13/05/2026
A Poem From one of our Members
(Back Story - All three of my daughters love their dogs. My youngest Grace suffered some medical issues as a toddler that caused her so much distress, she pulled all the hair from one side of her head. We tried everything to get her to leave it alone, and finally the solution came in the form of Bernie, her own little Foxie who never left her side, except to come for morning walks with me.)
BERNIE AND THE KANGAROO
My daughter’s foxie Bernie, like a rabbit on the run,
took off to chase a kangaroo beneath the morning sun.
I didn’t bother yelling, Bernie’s got that dog’s disease,
where instinct takes him over when a scent floats on the breeze.
The Kangaroo, a female, performed a pirouette,
and bounding for the nearby lake she launched herself, a jet,
up, out across the water, splashing down, she gave a spin,
and caught my silly little mate as he came skidding in.
She squeezed him with her two front paws and boxed his pointy ears.
Poor Bernie, faithful foxie, who had seen some better years,
went flipping like a rag doll, until she pushed him down
underneath the murky surface, where he began to drown.

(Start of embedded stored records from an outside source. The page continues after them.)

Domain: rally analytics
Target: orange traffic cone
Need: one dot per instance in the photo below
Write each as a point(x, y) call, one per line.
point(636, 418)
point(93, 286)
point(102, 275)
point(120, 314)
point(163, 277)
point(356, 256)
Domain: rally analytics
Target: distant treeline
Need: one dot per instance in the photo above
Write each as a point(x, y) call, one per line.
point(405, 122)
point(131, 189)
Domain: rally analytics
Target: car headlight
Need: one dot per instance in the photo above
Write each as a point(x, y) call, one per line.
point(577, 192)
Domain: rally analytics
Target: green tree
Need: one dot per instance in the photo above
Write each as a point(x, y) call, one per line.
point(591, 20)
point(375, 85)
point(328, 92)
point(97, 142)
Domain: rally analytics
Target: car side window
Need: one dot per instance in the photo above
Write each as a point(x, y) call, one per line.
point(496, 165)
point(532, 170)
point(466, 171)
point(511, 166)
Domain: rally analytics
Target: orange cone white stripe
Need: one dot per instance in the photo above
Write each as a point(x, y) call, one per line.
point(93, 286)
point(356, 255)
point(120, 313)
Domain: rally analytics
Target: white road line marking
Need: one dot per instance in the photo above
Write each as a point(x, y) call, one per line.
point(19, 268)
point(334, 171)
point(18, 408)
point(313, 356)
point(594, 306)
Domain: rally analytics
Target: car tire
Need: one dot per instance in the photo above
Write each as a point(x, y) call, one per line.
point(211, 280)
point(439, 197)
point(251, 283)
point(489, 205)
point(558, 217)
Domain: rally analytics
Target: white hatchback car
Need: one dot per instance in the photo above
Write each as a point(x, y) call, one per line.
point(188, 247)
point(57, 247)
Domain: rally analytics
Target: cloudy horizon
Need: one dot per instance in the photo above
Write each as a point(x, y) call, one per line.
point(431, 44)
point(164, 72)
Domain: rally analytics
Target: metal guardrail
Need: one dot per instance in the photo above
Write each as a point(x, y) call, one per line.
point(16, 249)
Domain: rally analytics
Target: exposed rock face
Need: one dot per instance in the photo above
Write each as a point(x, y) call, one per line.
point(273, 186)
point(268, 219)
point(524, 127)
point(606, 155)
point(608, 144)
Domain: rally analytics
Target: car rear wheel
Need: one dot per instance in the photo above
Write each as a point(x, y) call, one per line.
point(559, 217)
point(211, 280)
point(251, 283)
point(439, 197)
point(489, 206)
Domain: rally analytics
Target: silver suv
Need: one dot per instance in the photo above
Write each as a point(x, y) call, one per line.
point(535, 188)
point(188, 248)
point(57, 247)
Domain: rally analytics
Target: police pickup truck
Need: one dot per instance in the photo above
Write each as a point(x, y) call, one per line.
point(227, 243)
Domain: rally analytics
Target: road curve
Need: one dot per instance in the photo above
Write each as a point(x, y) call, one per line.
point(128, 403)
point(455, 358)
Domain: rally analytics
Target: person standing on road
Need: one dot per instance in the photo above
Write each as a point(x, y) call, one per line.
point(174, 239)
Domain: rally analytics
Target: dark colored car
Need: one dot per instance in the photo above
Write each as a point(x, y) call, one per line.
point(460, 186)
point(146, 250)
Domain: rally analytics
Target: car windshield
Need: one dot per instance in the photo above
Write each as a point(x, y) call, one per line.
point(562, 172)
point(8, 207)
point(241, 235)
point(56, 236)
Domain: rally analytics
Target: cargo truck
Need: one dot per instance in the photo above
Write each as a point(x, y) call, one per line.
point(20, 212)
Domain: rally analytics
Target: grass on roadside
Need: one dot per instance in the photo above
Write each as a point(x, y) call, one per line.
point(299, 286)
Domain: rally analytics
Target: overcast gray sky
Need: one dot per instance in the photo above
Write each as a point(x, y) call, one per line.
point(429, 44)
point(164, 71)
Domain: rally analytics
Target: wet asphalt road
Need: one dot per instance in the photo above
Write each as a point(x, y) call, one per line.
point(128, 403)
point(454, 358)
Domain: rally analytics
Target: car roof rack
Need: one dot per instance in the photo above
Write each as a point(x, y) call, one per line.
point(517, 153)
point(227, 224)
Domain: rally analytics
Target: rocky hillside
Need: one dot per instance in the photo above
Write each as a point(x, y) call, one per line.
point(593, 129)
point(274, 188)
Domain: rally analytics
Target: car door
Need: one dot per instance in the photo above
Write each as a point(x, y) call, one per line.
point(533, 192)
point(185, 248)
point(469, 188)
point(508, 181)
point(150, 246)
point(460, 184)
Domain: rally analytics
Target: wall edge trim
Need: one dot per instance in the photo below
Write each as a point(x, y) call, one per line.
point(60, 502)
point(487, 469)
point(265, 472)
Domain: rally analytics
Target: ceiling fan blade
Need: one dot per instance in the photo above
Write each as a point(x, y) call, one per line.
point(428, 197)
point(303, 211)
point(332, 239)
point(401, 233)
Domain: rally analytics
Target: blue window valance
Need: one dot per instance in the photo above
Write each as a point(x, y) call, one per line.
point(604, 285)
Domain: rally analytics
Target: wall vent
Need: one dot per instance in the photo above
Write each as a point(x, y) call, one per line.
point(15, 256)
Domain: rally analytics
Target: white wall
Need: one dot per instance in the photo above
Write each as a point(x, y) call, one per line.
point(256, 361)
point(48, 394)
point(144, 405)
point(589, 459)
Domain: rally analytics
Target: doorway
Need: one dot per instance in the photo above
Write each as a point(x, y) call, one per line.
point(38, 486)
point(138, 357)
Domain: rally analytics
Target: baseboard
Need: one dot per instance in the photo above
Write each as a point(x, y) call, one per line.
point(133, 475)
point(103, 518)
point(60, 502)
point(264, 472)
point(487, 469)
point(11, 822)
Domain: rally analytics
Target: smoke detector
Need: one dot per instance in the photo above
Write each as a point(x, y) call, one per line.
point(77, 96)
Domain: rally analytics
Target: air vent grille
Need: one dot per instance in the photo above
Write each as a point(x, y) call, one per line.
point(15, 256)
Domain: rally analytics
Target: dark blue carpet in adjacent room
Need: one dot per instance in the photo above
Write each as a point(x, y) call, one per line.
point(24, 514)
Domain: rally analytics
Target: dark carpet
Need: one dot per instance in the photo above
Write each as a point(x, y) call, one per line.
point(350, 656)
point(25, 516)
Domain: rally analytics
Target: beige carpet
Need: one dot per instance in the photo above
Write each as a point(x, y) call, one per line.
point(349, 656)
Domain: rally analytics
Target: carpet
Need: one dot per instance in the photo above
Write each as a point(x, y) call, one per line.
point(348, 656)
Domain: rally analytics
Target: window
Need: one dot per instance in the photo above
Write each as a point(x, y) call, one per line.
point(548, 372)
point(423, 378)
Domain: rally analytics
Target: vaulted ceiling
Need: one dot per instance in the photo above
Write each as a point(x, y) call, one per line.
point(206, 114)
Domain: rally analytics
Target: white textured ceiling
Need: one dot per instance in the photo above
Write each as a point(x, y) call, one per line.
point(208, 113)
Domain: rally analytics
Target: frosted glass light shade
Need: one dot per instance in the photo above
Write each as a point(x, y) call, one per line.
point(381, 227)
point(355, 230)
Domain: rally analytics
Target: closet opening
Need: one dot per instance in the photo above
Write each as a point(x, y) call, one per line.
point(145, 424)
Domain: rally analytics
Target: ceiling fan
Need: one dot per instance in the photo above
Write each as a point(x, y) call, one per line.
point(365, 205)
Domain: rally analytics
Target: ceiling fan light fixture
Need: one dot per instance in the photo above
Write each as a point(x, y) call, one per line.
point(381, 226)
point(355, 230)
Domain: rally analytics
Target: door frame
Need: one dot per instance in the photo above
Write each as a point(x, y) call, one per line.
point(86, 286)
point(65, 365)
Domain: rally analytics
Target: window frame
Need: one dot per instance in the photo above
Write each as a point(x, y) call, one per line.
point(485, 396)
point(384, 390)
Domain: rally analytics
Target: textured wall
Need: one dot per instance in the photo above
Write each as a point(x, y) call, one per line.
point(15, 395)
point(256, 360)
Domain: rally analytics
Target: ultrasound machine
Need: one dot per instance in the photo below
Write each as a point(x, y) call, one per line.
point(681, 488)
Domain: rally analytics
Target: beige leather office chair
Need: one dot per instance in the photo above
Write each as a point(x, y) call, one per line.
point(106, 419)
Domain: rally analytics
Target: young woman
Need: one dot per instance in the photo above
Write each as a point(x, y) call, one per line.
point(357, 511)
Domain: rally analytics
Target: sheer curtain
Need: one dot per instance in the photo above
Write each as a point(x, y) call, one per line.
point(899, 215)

My kelpie bitch beside me, pricked her ears, then barked, and flew
around the lake, which must have caused that female kangaroo
to shift a bit, but just enough, to lose her lethal grip,
and Bernie broke the surface like a long-lost pirate ship.
He didn’t hang about, mind you, he scrambled to the side,
and shook himself then ran to me, leapt in my arms and cried.
I ruffed him up and scolded him. “That’s what you get,” I said.
Some foolish dogs cannot be saved, their graves are by the shed.
Now, when I offer up this yarn, my friends, and readers too,
appear relieved that tiny Bernie somehow made it through.
But I insist they stop to hear the murmur of the land,
as Mother Nature shares Her version, surely twice as grand.
Where poetry in motion gallops through each beating breast,
across this untamed country where mankind is but a guest,
where creatures hide, uneasy, down a slim bush corridor,
as our civilized incursion, encroaches, more, and more.
I paused, you know, that morning, after Bernie’s lucky scrape,
as squawking cockatoos let fly, applauding his escape.
Trumpets bellowed from the treetops. To herald his acclaim?
Why, no! It was that Kangaroo they ushered into frame.
’twas her they celebrated, as she curtsied to the lake,
a Queen, returned from battle, I stood silent in her wake,
where right and wrong, and life and death, are fickle things, and frail,
like that Joey, peeking from her pouch that told another tale.